The project focuses on four key scientific questions:
1. **Representation Capability Evaluation**: The extent to which ESM-2 embedding vectors encode enzyme family identity, and the performance difference between fine-tuned and zero-shot classification;
2. **Data Splitting Strategy**: How to avoid homology leakage (which leads to inflated performance);
3. **Uncertainty Quantification**: Whether the model's confidence is well-calibrated and when to trust predictions;
4. **Interpretability Analysis**: Which sequence positions drive classification decisions and whether they correspond to functionally important residues.
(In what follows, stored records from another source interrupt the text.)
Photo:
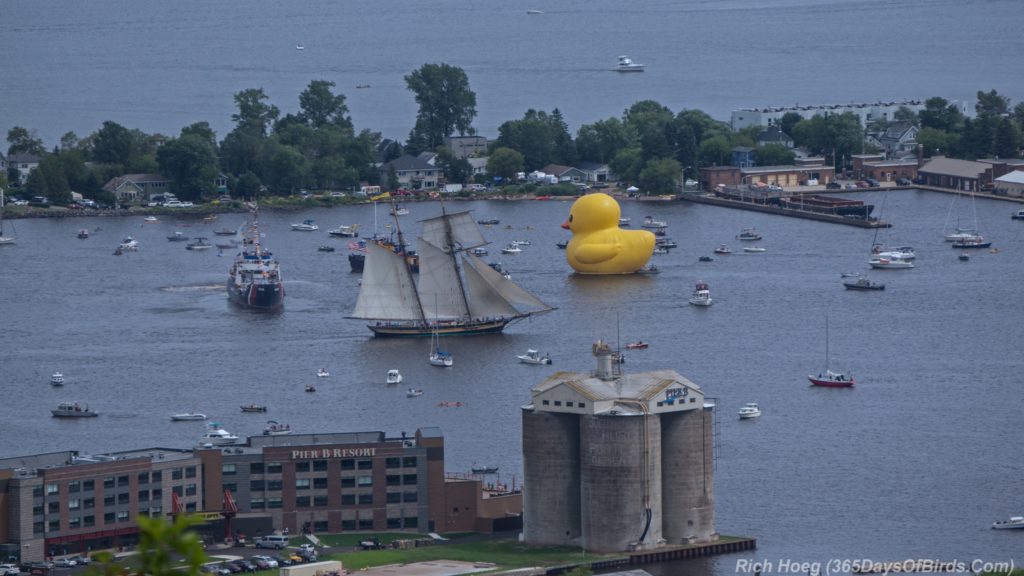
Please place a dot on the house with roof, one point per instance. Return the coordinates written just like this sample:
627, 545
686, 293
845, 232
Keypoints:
774, 134
953, 173
416, 172
25, 164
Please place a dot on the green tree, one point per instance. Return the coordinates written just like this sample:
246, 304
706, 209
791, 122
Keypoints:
660, 175
23, 140
773, 155
254, 112
446, 104
505, 163
322, 108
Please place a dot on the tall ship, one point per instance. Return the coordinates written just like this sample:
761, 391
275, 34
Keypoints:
254, 280
457, 293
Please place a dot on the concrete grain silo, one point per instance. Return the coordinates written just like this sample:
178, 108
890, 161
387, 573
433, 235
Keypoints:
615, 462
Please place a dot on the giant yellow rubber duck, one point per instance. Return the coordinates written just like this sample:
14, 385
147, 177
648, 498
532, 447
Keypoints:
598, 245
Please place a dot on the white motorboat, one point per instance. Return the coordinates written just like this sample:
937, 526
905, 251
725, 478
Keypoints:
306, 225
750, 410
534, 357
1015, 523
701, 295
626, 64
187, 417
218, 437
883, 262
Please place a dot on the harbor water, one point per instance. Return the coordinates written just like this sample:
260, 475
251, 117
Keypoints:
915, 461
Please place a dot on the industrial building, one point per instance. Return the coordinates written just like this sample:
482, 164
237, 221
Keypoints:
615, 461
68, 502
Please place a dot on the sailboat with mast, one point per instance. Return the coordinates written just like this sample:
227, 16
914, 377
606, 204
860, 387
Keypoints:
3, 239
470, 296
830, 378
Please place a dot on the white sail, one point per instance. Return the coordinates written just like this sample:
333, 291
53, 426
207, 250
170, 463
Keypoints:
484, 301
439, 291
508, 290
388, 291
465, 235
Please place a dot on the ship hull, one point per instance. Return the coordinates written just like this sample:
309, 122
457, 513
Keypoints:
395, 330
258, 296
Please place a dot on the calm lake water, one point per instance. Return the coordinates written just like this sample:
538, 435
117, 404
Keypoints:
916, 461
162, 66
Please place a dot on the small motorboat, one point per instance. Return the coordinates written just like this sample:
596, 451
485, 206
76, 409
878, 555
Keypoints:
187, 417
275, 428
534, 357
750, 410
1015, 523
862, 283
306, 225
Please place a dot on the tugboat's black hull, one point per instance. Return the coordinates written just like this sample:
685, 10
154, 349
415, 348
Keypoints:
258, 296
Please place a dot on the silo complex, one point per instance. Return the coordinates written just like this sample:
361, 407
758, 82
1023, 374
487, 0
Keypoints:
615, 462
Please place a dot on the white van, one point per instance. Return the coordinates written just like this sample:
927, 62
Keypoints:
272, 541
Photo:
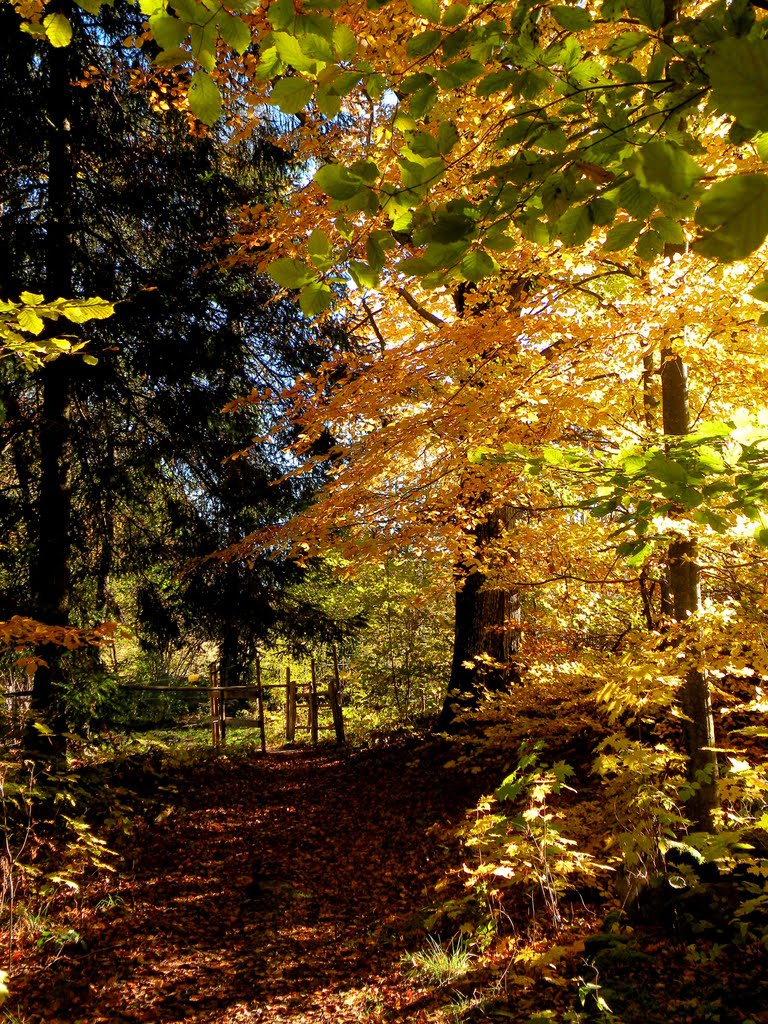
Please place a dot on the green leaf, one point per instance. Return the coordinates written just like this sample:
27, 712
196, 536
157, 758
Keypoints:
282, 14
455, 15
671, 231
667, 168
448, 136
574, 226
343, 84
430, 9
647, 12
317, 48
622, 236
498, 81
602, 211
291, 94
738, 74
336, 181
57, 29
734, 216
345, 42
314, 299
635, 200
205, 98
423, 101
329, 102
458, 73
235, 32
571, 18
649, 246
367, 170
320, 250
168, 32
478, 264
376, 85
364, 274
626, 44
424, 43
290, 51
760, 291
203, 42
291, 272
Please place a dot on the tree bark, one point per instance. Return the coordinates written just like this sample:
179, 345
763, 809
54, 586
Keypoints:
51, 584
485, 633
684, 582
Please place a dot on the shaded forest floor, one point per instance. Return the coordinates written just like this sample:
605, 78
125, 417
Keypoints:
349, 851
346, 857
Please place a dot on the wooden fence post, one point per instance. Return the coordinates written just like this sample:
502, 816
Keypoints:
213, 674
290, 707
260, 698
313, 710
222, 709
334, 696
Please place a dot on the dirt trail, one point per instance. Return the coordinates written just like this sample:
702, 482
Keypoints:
347, 858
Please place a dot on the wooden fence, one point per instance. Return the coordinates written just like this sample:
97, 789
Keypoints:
311, 696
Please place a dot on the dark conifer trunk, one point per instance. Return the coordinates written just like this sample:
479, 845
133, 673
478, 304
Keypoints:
684, 581
51, 584
485, 632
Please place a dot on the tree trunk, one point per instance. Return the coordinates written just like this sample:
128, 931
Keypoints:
51, 585
485, 632
684, 581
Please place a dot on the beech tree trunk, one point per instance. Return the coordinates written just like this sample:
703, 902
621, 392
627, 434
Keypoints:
485, 632
684, 581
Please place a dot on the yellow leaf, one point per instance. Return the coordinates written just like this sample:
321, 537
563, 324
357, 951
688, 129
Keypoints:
57, 29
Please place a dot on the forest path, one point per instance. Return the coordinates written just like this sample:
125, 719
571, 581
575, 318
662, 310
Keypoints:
348, 860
## Key Technical Components: Core Means to Implement a Production-Grade System

### Core Technologies
1. **LoRA Parameter-Efficient Fine-Tuning**: Freeze ESM-2 pre-trained weights, inject low-rank matrices into q/v projection layers, update only 0.36% of parameters, avoid catastrophic forgetting, and achieve performance close to full fine-tuning;
2. **Homology-Aware Splitting**: Use MMseqs2 to cluster at a 30% similarity threshold, ensuring sequences from the same cluster are only in one dataset (training/validation/test) to avoid homology leakage;
3. **Temperature Scaling Calibration**: Calibrate confidence using temperature scaling after training, report ECE and reliability plots, and mark low-confidence sequences;
4. **Integrated Gradient Interpretability**: Replace unreliable attention weights, generate residue importance attributions that can be cross-validated with MSA conservation.

## Dataset and Training Configuration: Foundation for Ensuring Model Reliability

### Dataset Preprocessing
- Source: UniProtKB/Swiss-Prot (about 570,000 proteins with EC annotations);
- Filtering: Retain sequences with EC numbers, length between 50-1024 residues, and deduplicate at 100% similarity;
- Splitting: After clustering with MMseqs2 at a 30% similarity threshold, split into training/validation/test sets in a 70%/15%/15% ratio.

### Training Configuration
- Tools: HuggingFace Transformers, PEFT library;
- Optimization: AdamW, cosine learning rate, gradient clipping, early stopping (based on validation set macro F1);
- Tracking: MLflow records hyperparameters and experimental results.

## Production Deployment and Application Prospects: Value from Research to Implementation

### Production Deployment
The system provides an inference endpoint via FastAPI, supports Docker packaging, and can be deployed to production environments. The endpoint receives protein sequences and returns classification results, calibrated confidence, and attribution visualizations.

### Application Prospects
Applicable to:
- Target identification and selectivity analysis in new drug discovery;
- Enzyme engineering in synthetic biology;
- Enzyme function annotation in metagenomics;
- Function prediction in protein design.

This system combines the strong representation of PLMs with rigorous machine learning practices to realize the transformation of cutting-edge research into a reliable production system.